From Fig. 3, It can be observed that A5 is the first-ranked supplier as it dominates the suppliers A1, A2, A4, A6, and A8. Supplier A4 dominates Suppliers, A1, A7, and A8 and Supplier A6 dominates A3. Thus, indirectly, Supplier A5 dominates all the other suppliers and has the first rank. Similarly, Supplier A4 gets the second rank; Supplier A7 gets the third rank. Suppliers A6 and A2 have the fourth and fifth ranks, respectively. Suppliers A1 and A8 are outranked as they do not show domination over any supplier.

This method leads us to the other multicriteria decision-making methods such as AHP, TOPSIS, ANP (Analytic Network Process), etc. where outranking of the poor performers is not possible. These methods provide ranks to all the alternatives or DMUs (Decision-making Units); even poor performers get some ranks. In the ELECTRE method, the decision maker uses concordance and discordance indices to analyze outranking relations among different alternatives and to choose the best alternative. The poor performers are outranked by all the good performers and do not get any rank. Thus, it may help the manager to eliminate and shortlist only comparable performers or suppliers.

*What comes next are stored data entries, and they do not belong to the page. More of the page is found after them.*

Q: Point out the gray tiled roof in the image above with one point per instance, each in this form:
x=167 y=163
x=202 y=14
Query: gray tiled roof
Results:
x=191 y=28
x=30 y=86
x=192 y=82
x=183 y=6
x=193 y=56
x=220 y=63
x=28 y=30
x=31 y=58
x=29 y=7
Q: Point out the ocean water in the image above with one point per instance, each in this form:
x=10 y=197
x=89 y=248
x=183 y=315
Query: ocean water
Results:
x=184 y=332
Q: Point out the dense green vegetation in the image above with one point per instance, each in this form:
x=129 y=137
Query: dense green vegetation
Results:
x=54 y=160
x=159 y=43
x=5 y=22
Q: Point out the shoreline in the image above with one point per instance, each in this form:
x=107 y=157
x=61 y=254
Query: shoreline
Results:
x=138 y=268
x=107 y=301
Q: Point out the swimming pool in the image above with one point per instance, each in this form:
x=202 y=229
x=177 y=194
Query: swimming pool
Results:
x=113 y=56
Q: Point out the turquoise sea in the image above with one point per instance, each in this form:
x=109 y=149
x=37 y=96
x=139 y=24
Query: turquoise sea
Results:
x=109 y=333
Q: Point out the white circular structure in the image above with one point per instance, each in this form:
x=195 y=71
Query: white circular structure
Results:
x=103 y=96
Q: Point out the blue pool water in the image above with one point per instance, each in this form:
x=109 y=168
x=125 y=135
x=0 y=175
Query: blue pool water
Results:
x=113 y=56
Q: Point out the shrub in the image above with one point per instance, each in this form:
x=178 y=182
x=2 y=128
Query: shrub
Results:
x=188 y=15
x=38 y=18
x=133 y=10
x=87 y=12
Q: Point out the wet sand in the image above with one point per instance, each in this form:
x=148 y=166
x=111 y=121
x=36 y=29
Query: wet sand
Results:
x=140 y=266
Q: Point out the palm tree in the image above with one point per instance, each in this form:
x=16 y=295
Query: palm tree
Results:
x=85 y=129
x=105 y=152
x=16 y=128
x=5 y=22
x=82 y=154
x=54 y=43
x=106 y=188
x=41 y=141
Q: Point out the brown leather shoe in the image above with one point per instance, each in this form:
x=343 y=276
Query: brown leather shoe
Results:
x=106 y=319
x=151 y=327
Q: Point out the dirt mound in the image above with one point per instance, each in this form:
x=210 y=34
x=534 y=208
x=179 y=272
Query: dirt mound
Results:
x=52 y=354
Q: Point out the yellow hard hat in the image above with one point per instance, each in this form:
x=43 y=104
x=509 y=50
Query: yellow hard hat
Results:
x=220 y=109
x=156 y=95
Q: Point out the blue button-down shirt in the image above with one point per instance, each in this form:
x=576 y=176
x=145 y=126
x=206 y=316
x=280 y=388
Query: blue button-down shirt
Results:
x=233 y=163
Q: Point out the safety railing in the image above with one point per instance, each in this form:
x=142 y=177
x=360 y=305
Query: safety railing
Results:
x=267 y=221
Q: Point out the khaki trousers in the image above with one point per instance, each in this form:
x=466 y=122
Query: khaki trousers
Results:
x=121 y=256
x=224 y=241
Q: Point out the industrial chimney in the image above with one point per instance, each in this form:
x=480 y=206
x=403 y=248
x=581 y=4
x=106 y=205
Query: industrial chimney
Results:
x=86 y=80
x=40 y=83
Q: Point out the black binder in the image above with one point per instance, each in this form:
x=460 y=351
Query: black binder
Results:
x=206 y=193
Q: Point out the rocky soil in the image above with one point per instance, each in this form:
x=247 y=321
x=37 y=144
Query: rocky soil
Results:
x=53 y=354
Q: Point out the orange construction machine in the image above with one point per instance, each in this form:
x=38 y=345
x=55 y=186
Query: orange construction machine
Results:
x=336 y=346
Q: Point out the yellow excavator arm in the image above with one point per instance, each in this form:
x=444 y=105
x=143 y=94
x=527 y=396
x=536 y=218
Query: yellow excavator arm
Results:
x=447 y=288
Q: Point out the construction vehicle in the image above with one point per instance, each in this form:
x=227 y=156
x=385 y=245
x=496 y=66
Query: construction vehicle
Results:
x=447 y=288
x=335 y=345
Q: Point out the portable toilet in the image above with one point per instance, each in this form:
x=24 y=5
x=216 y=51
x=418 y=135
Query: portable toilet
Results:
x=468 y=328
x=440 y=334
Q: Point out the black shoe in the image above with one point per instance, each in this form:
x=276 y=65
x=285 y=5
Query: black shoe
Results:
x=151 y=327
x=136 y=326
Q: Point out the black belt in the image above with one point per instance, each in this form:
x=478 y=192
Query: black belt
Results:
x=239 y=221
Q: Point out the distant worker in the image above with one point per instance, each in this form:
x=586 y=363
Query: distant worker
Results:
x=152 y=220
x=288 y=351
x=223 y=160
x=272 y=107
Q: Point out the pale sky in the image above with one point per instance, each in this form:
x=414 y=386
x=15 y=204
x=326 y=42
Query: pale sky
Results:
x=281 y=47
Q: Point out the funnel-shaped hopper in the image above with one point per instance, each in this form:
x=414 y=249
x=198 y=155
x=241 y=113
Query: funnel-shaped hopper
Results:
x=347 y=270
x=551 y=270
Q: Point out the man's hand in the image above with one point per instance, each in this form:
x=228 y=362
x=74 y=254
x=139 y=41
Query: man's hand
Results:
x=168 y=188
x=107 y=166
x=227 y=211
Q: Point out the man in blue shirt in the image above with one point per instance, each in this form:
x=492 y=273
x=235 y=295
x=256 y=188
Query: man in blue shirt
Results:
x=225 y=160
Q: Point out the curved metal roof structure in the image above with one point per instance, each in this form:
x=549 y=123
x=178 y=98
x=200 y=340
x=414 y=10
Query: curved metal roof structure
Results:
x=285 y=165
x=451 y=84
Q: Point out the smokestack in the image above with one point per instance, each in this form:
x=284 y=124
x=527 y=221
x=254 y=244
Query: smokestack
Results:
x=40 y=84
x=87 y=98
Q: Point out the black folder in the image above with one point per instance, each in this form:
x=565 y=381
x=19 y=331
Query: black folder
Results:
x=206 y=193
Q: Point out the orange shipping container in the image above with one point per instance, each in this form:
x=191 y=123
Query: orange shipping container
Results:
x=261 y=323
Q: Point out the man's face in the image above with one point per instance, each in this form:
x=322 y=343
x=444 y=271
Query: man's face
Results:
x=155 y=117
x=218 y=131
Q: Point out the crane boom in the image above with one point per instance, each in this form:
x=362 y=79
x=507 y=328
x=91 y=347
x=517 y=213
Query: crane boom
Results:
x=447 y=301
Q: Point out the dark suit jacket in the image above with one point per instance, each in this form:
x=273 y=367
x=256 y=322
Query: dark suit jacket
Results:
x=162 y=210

There are some limitations of the ELECTRE method. The lowest performances under certain criteria are not displayed due to the way preferences are incorporated. The outranking method prevents the strengths and weaknesses of the alternatives from being directly identified, nor results and impacts to be verified (Konidari and Mavrakis 2007). ELECTRE has been used in energy, economics, environmental, water management, transportation problems, etc. Like other methods, it also takes the uncertainty and vagueness factors into account.

Conclusions

Nowadays, sustainability has become a major concern for all organizations to survive in global markets. Organizations have become very particular in the procurement of raw materials and selection of suppliers accordingly. Supplier selection is usually done in terms of traditional measures without considering sustainability perspective. This paper has tried to illustrate an approach for supplier selection to ensure environmental sustainability with other factors in the whole value chain. This study considers thirty-eight factors which are grouped into six clusters such as cost, quality, flexibility, service, green practice, environmental management, and pollution control. Suppliers are evaluated and ranked using fuzzy outranking approach.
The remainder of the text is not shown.